Square valuation shaved by more than $2bn as IPO share price drops

Square
Jack Dorsey’s Square may have to issue 5.3 million additional shares to preferred shareholders. Photograph: Bill Pugliano/Getty Images

Twitter chief executive Jack Dorsey’s other company, Square, has seen at least a third shaved off its 2014 valuation at $6bn, resulting in an IPO share price of between $11 and $13 a share. To make up the shortfall, the company may have to issue extra stock to preferred shareholders.

As more and more “unicorn” companies come under scrutiny for current financial practices rather than the hope of future returns, the conservative share price for Square, which deals in mobile debit and credit payment, raised eyebrows across Silicon Valley. Part of the reason for the drop may be Square’s partnership with Starbucks, a deal that has been leaking cash and is due to end next year.

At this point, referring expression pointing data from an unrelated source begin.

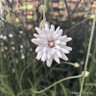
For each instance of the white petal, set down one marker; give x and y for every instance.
(45, 49)
(49, 62)
(68, 48)
(39, 55)
(60, 32)
(38, 48)
(35, 41)
(43, 57)
(56, 36)
(53, 51)
(46, 27)
(49, 55)
(59, 53)
(67, 39)
(57, 41)
(36, 35)
(57, 47)
(52, 29)
(56, 58)
(50, 36)
(38, 30)
(64, 51)
(57, 30)
(64, 57)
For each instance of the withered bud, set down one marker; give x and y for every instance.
(42, 9)
(42, 24)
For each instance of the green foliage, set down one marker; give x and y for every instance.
(25, 76)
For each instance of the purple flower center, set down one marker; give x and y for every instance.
(51, 43)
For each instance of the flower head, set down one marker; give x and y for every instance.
(51, 44)
(1, 9)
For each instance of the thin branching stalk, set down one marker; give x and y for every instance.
(72, 77)
(88, 53)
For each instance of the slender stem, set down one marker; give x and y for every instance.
(44, 10)
(76, 7)
(68, 11)
(79, 23)
(72, 77)
(88, 53)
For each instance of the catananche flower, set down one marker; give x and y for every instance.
(51, 44)
(1, 9)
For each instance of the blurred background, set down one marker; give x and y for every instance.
(20, 72)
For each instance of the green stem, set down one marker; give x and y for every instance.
(72, 77)
(88, 53)
(79, 23)
(44, 17)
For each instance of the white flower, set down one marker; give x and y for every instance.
(21, 46)
(51, 44)
(10, 35)
(1, 9)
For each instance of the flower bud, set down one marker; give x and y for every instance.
(10, 17)
(42, 9)
(76, 65)
(42, 24)
(86, 73)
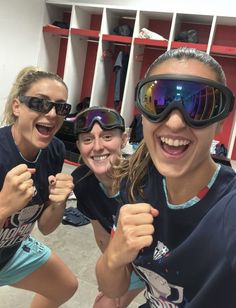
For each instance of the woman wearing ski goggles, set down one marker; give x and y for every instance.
(201, 101)
(176, 228)
(101, 137)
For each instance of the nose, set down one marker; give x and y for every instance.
(175, 120)
(52, 112)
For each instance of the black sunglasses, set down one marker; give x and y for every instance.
(201, 101)
(107, 119)
(44, 106)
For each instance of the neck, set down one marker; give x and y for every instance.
(190, 186)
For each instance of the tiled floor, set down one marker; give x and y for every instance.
(77, 247)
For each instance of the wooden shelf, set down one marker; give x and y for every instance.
(223, 50)
(93, 34)
(202, 47)
(117, 38)
(56, 30)
(150, 42)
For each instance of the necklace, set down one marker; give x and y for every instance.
(21, 155)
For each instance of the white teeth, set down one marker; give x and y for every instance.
(100, 157)
(174, 142)
(46, 125)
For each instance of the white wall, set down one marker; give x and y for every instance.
(20, 35)
(211, 7)
(21, 28)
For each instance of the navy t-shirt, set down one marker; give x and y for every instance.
(192, 260)
(92, 200)
(19, 225)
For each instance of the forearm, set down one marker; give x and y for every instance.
(51, 217)
(112, 281)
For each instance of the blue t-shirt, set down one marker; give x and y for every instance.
(19, 225)
(192, 260)
(92, 200)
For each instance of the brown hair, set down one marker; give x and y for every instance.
(135, 168)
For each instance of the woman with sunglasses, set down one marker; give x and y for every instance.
(33, 187)
(101, 137)
(177, 225)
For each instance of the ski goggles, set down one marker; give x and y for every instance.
(201, 101)
(107, 119)
(44, 106)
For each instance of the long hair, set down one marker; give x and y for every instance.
(135, 168)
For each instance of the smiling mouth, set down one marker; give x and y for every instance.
(174, 146)
(100, 157)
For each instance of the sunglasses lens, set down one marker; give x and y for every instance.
(62, 109)
(202, 102)
(39, 104)
(107, 119)
(44, 106)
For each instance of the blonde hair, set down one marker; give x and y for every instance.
(24, 79)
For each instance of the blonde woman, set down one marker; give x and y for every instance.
(33, 189)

The price would put the company’s full value at around $3.85bn.

“Somebody is paying for that drop in valuation,” said Maarten Hooft, managing partner at Quest Venture Partners, “and I assume it’s going to be the common shareholders rather than the preferred, meaning that that common shareholders will get diluted to pay back the preferred.”

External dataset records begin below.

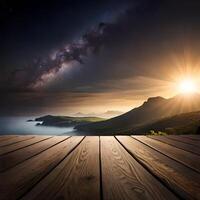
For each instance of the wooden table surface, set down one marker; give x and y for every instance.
(99, 168)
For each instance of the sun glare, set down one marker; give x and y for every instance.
(187, 86)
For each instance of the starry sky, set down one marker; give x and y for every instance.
(68, 56)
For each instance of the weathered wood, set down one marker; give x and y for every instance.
(15, 140)
(6, 137)
(179, 178)
(10, 160)
(77, 177)
(189, 159)
(193, 137)
(176, 143)
(22, 144)
(185, 140)
(124, 178)
(20, 179)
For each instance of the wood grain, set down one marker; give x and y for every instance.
(185, 140)
(22, 144)
(20, 179)
(179, 178)
(176, 143)
(6, 137)
(10, 160)
(189, 159)
(124, 178)
(193, 137)
(77, 177)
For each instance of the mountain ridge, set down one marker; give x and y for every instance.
(152, 110)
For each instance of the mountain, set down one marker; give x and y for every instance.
(186, 123)
(152, 110)
(107, 114)
(65, 121)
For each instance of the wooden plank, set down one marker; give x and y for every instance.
(19, 145)
(77, 177)
(179, 178)
(185, 140)
(124, 178)
(10, 160)
(176, 143)
(20, 179)
(193, 137)
(189, 159)
(15, 140)
(6, 137)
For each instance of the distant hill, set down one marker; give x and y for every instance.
(107, 114)
(186, 123)
(65, 121)
(152, 110)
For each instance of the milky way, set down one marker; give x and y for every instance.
(34, 75)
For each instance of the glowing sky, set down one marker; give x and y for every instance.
(65, 57)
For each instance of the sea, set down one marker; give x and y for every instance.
(20, 126)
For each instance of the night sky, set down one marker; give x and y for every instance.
(63, 57)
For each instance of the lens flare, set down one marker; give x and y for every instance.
(187, 86)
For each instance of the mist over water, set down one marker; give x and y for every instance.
(20, 126)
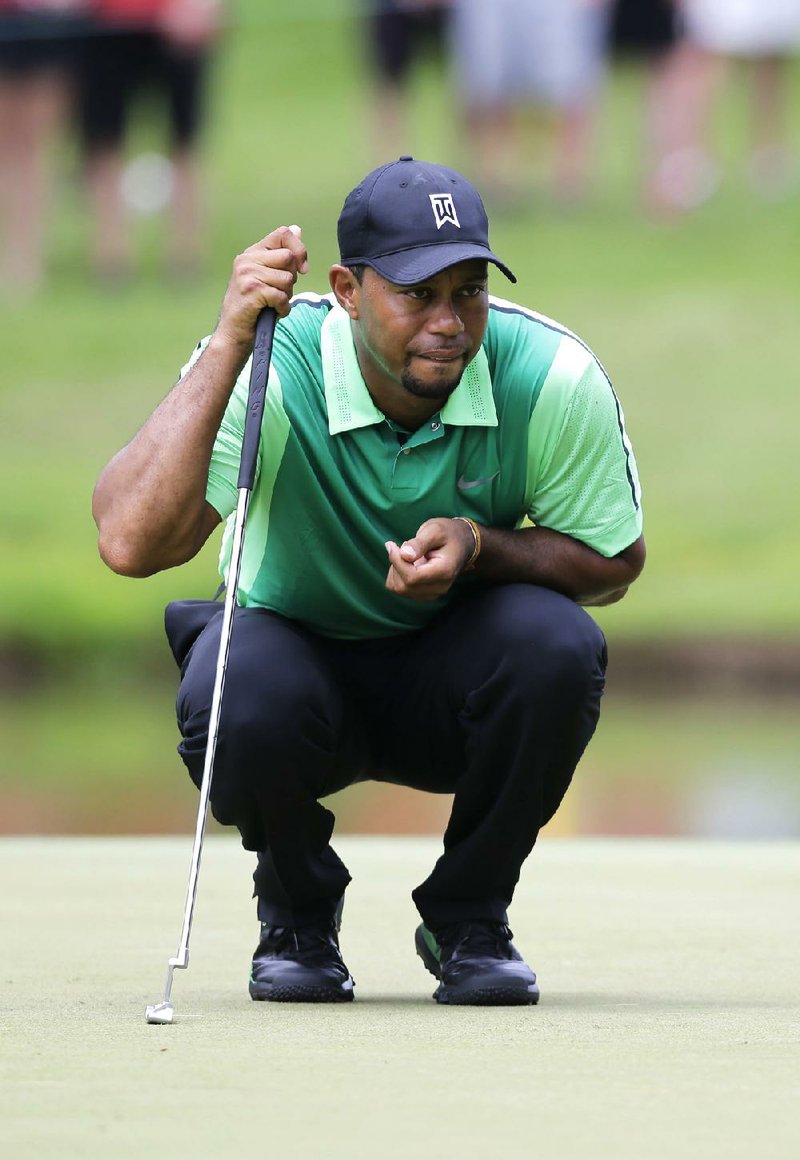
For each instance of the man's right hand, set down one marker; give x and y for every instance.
(263, 275)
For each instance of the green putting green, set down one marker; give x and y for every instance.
(669, 1023)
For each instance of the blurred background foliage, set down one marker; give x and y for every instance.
(696, 320)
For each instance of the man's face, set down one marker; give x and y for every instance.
(422, 336)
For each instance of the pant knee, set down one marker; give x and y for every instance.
(551, 638)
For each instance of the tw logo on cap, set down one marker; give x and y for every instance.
(444, 210)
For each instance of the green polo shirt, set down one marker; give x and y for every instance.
(533, 429)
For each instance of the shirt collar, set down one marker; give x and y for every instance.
(350, 405)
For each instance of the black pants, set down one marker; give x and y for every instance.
(494, 702)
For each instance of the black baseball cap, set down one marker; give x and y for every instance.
(411, 219)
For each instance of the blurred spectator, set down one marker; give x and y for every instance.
(648, 31)
(766, 34)
(511, 53)
(137, 45)
(398, 31)
(37, 45)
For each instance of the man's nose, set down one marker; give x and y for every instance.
(445, 318)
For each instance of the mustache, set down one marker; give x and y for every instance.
(442, 352)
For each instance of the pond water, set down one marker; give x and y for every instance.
(99, 756)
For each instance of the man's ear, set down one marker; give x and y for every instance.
(346, 288)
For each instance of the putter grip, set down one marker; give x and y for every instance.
(262, 352)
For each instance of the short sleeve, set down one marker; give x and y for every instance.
(222, 491)
(582, 472)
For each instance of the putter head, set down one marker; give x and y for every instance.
(160, 1013)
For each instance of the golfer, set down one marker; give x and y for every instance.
(395, 620)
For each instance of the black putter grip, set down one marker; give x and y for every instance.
(262, 352)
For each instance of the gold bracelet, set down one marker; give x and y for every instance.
(475, 531)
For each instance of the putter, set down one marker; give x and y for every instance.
(264, 332)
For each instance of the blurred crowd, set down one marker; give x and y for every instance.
(86, 63)
(510, 56)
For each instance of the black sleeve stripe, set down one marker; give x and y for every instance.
(548, 325)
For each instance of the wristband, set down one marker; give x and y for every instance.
(475, 534)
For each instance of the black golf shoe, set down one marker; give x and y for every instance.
(299, 965)
(477, 964)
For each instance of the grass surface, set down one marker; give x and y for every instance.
(668, 1024)
(695, 321)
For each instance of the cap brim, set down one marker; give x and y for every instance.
(411, 266)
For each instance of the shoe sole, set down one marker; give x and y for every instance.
(511, 995)
(488, 997)
(289, 994)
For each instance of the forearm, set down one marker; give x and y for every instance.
(558, 562)
(150, 500)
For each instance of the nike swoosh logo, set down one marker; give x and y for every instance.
(466, 485)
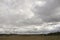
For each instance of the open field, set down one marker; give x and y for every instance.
(30, 37)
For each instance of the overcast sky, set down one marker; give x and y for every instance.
(30, 16)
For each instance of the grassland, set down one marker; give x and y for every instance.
(54, 36)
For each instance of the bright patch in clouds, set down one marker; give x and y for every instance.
(29, 16)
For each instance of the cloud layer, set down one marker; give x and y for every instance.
(29, 16)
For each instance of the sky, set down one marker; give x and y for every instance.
(29, 16)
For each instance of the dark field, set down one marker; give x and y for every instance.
(55, 36)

Re/Code estimates Square will have to issue 5.3m additional shares to preferred shareholders, in order to make up the 20% return on investment it promised in its last round of private funding. The reduction, Hooft said, probably means mean that common stock will be worth a few per cent less.

“It works out to around a couple percentage points of dilution [per share] from the common, and that’s real money,” he said.

In the long term, said Hooft, the change will be better for Silicon Valley than it might be for investors. Hooft continues to preach cost-consciousness, especially in the early, cash-hemorrhaging stages of tech startup-hood. As Square, which is still losing money, battens down its hatches and prepares to enter the open market, its reduction in valuation will serve as a warning to investors to be more disciplined.

Seeing $2bn vanish from one of the most promising companies on the market is a shock to any system.

“That, maybe, is a good thing,” Hooft said. “It doesn’t change very much for us [Quest Venture Partners specializes in early stage investment], but from a later-stage perspective there are these consequences that we keep talking about.”

Dorsey’s imprimatur shields Square from much of the reputational damage a similar move might inflict upon a less-seasoned entrepreneur. The shares are certainly priced to sell, which may avoid some of the pitfalls of other high-profile IPOs that have launched and flopped. Even Facebook struggled to get off the ground when it first went public, in 2012.

The company, of course, can also change its share price again before shares go on sale later this quarter, under the ticker symbol SQ.